I never knew about it, but then again, I would never exceed it......... :  ;D


----------



## Fishbone Jones (27 Feb 2011)

I'm not saying this is the case, but one solution may be that if you are sending some sort of generic 'Here's what I've been up to' sort of message is to cc it to them all with one message.

Yeah, yeah, I know. I have the egg sucking instructions in hard copy and electronically already ;D


----------



## Mike Bobbitt (5 Mar 2011)

Sorry for not seeing this earlier... it's one of several anti-spam mechanisms on the site. The last thing we want is someone registering an account and using an automated tool to send out 40,000 PMs to our membership before we find and shut them down.
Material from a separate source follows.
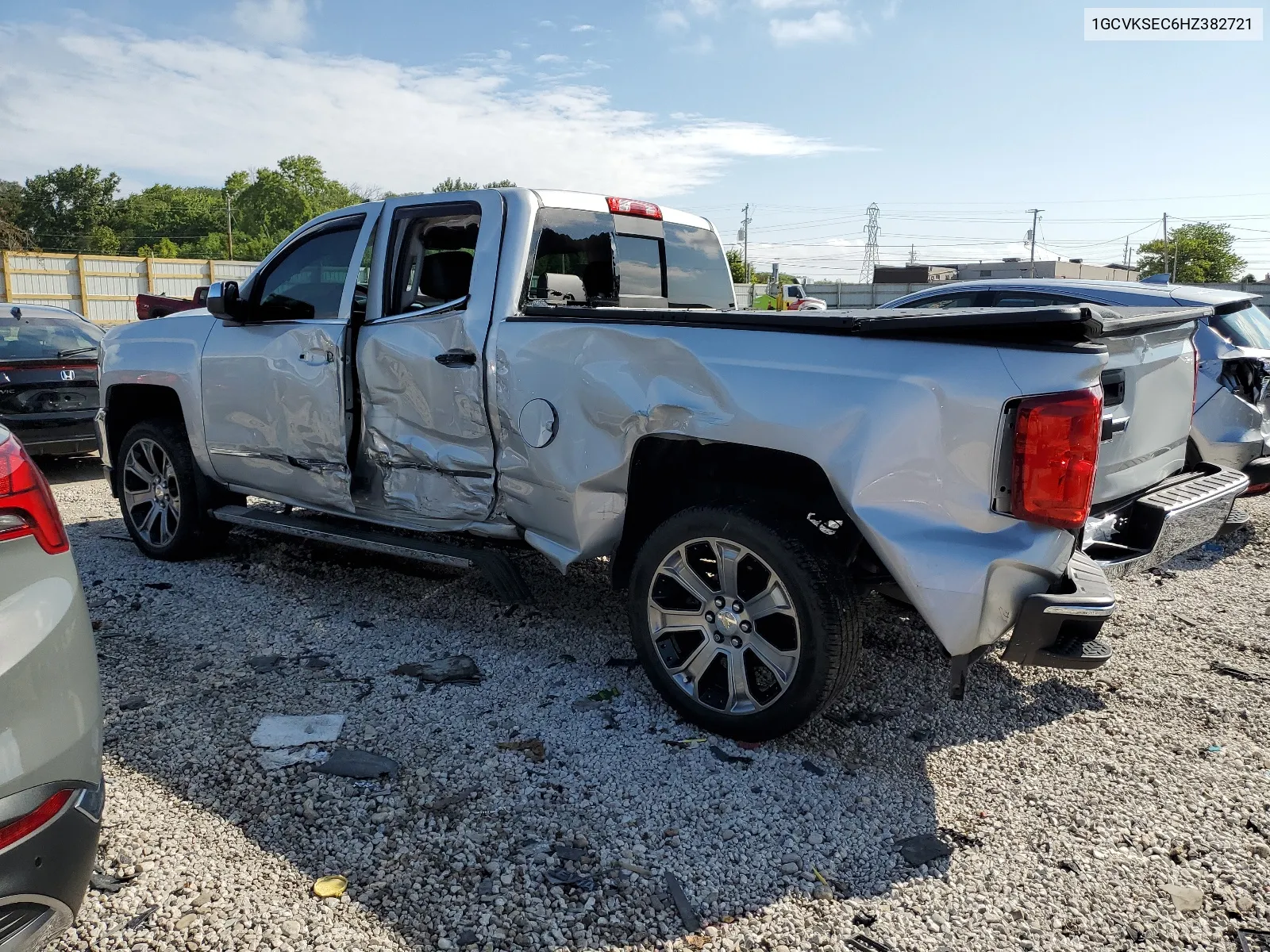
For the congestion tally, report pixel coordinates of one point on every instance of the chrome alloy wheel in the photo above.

Having said that, if 10/hour is too low, I can adjust it... Journeyman, can you give me an idea how chatty you want to be via PMs?


----------



## Scott (5 Mar 2011)

Mike Bobbitt said:
			
		

> Journeyman, can you give me an idea how chatty you want to be via PMs?



Once Pandora's box is opened it cannot be closed >





 :whiteflag:


----------



## navymich (5 Mar 2011)

Mike Bobbitt said:
			
		

> Having said that, if 10/hour is too low, I can adjust it... Journeyman, can you give me an idea how chatty you want to be via PMs?
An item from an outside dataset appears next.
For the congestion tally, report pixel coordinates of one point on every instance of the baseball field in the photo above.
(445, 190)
Just a suggestion, but what if the limit was increased but for members only.  A bit of a benefit for being a member, and therefore highly unlikely that a spambot or troll would be taking advantage of it.


----------



## Fishbone Jones (5 Mar 2011)

airmich said:
			
		

> Just a suggestion, but what if the limit was increased but for members subscribers only.  A bit of a benefit for being a member subscriber, and therefore highly unlikely that a spambot or troll would be taking advantage of it.



 Fixed that for you


----------



## navymich (5 Mar 2011)

recceguy said:
			
		

> Fixed that for you



Thanks!  Glad someone knew what I meant!


----------



## Journeyman (7 Mar 2011)

Mike, I think that even doubling it to 20 would be more than enough -- especially since even the current limit of 10 is reached only on rare occasions.
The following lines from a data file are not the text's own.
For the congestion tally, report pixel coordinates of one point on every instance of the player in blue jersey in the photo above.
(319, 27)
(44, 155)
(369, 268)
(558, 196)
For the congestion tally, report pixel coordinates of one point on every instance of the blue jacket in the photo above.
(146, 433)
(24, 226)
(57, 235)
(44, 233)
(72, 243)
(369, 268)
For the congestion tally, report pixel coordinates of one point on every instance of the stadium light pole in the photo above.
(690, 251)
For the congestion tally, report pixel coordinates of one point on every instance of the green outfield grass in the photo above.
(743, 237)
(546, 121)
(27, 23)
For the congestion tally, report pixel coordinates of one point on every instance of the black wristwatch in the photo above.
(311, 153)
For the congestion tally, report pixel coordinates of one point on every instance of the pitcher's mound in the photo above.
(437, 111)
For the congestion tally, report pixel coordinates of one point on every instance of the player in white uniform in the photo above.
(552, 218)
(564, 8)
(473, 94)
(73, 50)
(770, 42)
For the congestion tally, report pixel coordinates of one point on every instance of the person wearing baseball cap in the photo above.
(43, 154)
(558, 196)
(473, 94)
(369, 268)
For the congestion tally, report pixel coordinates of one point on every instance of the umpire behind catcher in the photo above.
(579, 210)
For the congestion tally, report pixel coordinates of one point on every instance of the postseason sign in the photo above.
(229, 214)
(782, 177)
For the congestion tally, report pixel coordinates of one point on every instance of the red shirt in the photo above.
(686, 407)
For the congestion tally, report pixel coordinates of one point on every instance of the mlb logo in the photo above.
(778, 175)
I also like Michelle's idea of having the amount raised only for subscribers; extortion is an ugly term, but "added benefit of subscribing" sounds fine.  ;D


----------



## jollyjacktar (7 Mar 2011)

I agree.  I only had need once for more than 10, and it would have been nice to have it then.  And that is not to say that the need would not arise once again.  Subscribers should have a perk.


----------



## Mike Bobbitt (7 Mar 2011)

Unfortunately the forums software doesn't include the ability to change the max # of PM's per hour on a group basis, but I have bumped the global cap up to 20.


----------



## Journeyman (7 Mar 2011)

Thanks. There's no one I really wanted to talk to anyway


----------